From mboxrd@z Thu Jan  1 00:00:00 1970
Return-Path: <linux-pci-owner@vger.kernel.org>
Received: from mx1.redhat.com ([209.132.183.28]:32788 "EHLO mx1.redhat.com"
        rhost-flags-OK-OK-OK-OK) by vger.kernel.org with ESMTP
        id S1753744AbcLIQLY (ORCPT <rfc822;linux-pci@vger.kernel.org>);
        Fri, 9 Dec 2016 11:11:24 -0500
Date: Fri, 9 Dec 2016 09:11:23 -0700
From: Alex Williamson <alex.williamson@redhat.com>
To: Linas Vepstas <linasvepstas@gmail.com>
Cc: Cao jin <caoj.fnst@cn.fujitsu.com>,
        Jonathan Corbet <corbet@lwn.net>,
        "linux-pci@vger.kernel.org" <linux-pci@vger.kernel.org>,
        linux-doc@vger.kernel.org,
        "linux-kernel@vger.kernel.org" <linux-kernel@vger.kernel.org>,
        Bjorn Helgaas <bhelgaas@google.com>
Subject: Re: [PATCH] pci-error-recover: doc cleanup
Message-ID: <20161209091123.110c351a@t450s.home>
In-Reply-To: <CAHrUA36r3o3ziEdMz-8=w5XTymsMQZYRXXrCt=H+1F3M4+6RnQ@mail.gmail.com>
References: <1481184974-12505-1-git-send-email-caoj.fnst@cn.fujitsu.com>
        <20161208070539.0f00ce71@lwn.net>
        <58496AA4.5030602@cn.fujitsu.com>
        <CAHrUA35PMscQrohN_wPgip2tM-+OiHmQT1_uhPc75=GeHvkpaw@mail.gmail.com>
        <584A513B.9080409@cn.fujitsu.com>
        <CAHrUA36r3o3ziEdMz-8=w5XTymsMQZYRXXrCt=H+1F3M4+6RnQ@mail.gmail.com>
MIME-Version: 1.0
Content-Type: text/plain; charset=US-ASCII
Sender: linux-pci-owner@vger.kernel.org
List-ID: <linux-pci.vger.kernel.org>

On Fri, 9 Dec 2016 14:44:25 +0800
Linas Vepstas <linasvepstas@gmail.com> wrote:

> On Fri, Dec 9, 2016 at 2:37 PM, Cao jin <caoj.fnst@cn.fujitsu.com> wrote:
> >
> >
> > On 12/09/2016 02:24 PM, Linas Vepstas wrote:  
> >> I suppose I'm confused, but I recall that link resets are non-fatal.

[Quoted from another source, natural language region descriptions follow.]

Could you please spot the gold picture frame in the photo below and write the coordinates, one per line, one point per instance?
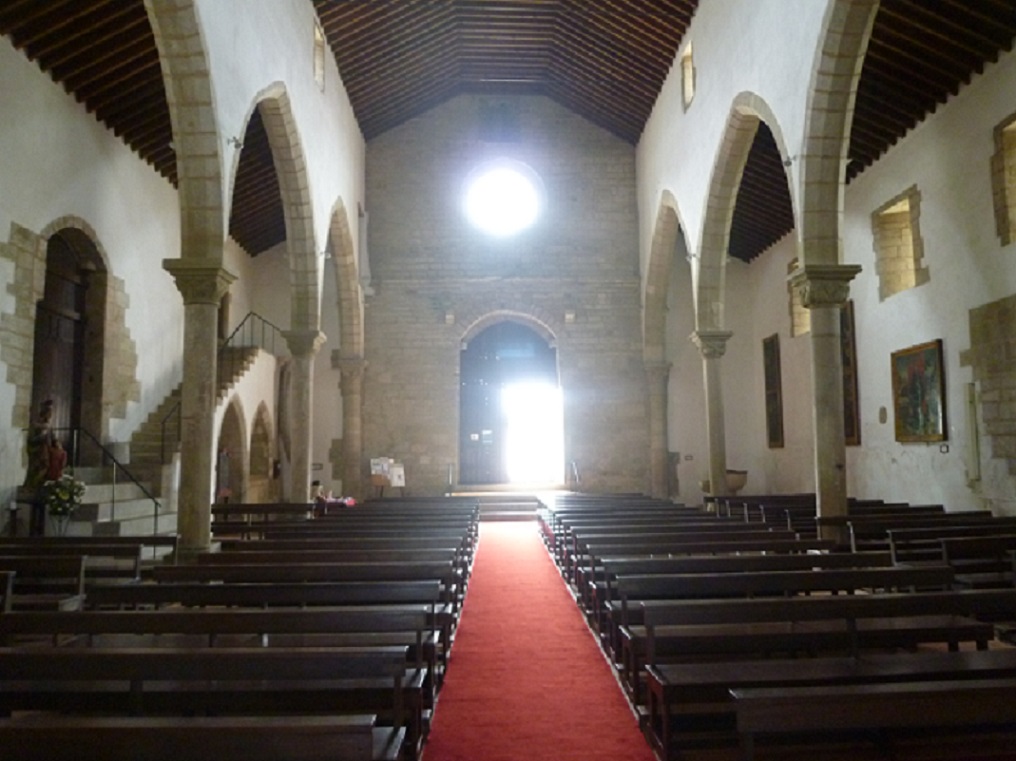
(918, 392)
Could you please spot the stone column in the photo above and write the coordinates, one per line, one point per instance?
(304, 344)
(352, 385)
(712, 344)
(824, 289)
(202, 283)
(656, 375)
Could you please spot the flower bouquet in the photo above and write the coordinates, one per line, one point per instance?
(62, 497)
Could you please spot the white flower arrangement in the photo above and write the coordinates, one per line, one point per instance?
(63, 496)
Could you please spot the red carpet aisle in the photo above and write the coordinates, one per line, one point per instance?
(526, 680)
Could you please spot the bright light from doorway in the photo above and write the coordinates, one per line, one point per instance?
(502, 198)
(534, 434)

> >> Fatal errors typically require that the the pci adapter be completely
> >> reset, any adapter firmware to be reloaded from scratch, the device
> >> driver has to kill all device state and start from scratch. Its huge.

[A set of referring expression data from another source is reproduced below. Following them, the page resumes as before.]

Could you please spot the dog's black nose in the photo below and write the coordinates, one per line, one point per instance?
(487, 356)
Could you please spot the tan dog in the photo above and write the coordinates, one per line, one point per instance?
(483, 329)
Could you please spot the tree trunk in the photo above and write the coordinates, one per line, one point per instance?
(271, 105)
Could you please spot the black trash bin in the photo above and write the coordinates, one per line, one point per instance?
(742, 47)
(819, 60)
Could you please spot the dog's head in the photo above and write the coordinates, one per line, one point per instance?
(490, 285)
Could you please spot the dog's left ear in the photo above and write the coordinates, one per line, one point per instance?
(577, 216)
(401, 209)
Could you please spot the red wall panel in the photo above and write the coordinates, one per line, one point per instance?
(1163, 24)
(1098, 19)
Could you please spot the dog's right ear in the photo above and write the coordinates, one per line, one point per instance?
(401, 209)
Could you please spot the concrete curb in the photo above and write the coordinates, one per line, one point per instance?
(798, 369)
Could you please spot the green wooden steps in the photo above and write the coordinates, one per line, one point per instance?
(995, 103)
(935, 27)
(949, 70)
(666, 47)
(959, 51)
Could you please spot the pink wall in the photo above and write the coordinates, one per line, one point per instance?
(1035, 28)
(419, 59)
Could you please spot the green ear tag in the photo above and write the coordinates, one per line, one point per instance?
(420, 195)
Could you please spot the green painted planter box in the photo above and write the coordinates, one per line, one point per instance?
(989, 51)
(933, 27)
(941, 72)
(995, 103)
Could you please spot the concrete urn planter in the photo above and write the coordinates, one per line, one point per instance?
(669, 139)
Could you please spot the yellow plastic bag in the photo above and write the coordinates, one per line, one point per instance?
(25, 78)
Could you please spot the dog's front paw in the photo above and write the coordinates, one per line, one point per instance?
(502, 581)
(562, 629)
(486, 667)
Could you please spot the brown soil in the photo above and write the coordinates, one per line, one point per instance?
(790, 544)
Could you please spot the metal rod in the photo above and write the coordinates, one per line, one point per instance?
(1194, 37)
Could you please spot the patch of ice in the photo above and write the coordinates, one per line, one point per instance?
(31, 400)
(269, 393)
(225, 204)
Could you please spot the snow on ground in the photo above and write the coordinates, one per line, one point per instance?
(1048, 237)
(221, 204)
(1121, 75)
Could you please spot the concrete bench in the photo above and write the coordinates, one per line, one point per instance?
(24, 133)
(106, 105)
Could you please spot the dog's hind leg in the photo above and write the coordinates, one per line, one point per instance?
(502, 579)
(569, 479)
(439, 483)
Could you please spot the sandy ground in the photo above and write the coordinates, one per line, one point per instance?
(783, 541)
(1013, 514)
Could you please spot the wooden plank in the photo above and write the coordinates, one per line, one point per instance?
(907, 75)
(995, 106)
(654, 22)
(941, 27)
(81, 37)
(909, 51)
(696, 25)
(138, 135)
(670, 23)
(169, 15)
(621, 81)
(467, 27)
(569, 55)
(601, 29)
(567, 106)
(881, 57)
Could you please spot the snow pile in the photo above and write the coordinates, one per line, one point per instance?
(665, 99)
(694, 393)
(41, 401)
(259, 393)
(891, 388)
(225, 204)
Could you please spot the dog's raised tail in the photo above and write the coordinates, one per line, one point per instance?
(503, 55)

> >> If the fatal error is on pci device that is under a block device
> >> holding a file system, then (usually) there is no way to recover,
> >> because the block layer (and file system) cannot deal with a block
> >> device that disappeared and then reappeared some few seconds later.

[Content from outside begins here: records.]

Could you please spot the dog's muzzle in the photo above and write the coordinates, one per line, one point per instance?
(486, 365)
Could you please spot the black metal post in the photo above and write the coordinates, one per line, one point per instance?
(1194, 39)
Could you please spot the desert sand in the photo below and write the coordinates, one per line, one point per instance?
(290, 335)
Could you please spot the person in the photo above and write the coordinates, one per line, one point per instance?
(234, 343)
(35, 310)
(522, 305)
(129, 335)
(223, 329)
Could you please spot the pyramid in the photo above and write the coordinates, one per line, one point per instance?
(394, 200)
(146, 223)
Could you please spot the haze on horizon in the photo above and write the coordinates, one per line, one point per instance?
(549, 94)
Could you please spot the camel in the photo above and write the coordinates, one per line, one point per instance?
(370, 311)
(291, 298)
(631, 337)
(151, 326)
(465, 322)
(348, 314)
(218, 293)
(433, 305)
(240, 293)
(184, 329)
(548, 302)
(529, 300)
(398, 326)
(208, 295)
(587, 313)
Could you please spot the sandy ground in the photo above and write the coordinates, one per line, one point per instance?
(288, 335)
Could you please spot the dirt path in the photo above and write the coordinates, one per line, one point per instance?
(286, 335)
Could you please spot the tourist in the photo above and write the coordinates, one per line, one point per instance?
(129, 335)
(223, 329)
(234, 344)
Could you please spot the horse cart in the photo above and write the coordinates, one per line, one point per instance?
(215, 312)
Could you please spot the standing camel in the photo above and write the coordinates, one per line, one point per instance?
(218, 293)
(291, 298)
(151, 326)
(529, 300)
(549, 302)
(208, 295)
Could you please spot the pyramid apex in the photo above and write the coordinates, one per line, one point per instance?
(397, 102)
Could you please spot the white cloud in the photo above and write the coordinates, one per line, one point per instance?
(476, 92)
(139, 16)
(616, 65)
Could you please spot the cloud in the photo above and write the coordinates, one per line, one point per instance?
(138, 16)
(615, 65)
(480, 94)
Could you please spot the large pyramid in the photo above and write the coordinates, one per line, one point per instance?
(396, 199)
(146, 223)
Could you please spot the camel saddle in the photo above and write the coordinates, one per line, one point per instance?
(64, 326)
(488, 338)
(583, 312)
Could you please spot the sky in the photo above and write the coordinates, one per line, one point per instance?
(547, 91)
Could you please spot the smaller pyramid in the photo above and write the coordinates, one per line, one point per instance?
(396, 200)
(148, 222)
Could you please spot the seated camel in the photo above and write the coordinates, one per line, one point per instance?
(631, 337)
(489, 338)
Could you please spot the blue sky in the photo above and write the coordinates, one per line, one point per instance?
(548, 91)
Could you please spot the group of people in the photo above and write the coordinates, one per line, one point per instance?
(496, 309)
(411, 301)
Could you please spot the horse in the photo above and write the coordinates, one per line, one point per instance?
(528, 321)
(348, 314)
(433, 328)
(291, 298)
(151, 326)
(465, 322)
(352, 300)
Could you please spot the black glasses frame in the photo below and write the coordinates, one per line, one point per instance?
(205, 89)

> >> (maybe some future zfs or lvm or btrfs might be able to deal with
> >> this, but not today)
> >>
> >> By contrast, link resets are far more gentle: the device driver might
> >> have to discard some half-full FIFO's, or cancel some in-flight
> >> commands, but can otherwise gracefully recover without telling the
> >> higher layers that there were any problems.
> >>
> >> --linas
> >>  
> >
> > I am little confused too, even not sure if we are talking the same
> > *fatal error*, I am talking the fatal error defined in PCI Express spec,
> > chapter 6.2.2.2.1:
> >
> > Fatal errors are uncorrectable error conditions which render the
> > particular Link and related hardware unreliable. For Fatal errors, a
> > reset of the components on the Link may be required to return to
> > reliable operation. Platform handling of Fatal errors, and any efforts
> > to limit the effects of these errors, is platform implementation specific.
> >
> > Link reset means set *secondary bus reset* bit in pci bridge config
> > space, can reset the link and device simultaneously, is the strongest
> > kind of reset as I know.  
> 
> OK, well, its been far too many years, and I don't have the PCI spec
> at my fingertips.
> Isn't there a link reset that can be performed, without forcing a device reset?
> 
> The intent was that some PCI link errors are due to vibration,
> ground-bounce, humidity, etc. and that these errors can be detected
> and do not corrupt the device state or the device driver state.  Since
> they are not associated with data corruption (or rather, the
> corruption is local to the link), these can be recovered by reseting
> just the link, without resetting the whole adapter. They may require
> reseting some device-driver state, but not all of it.
> 
> However, this was all decided before the PCI-E spec was written, so
> maybe the newer PCI-E specs now say something different.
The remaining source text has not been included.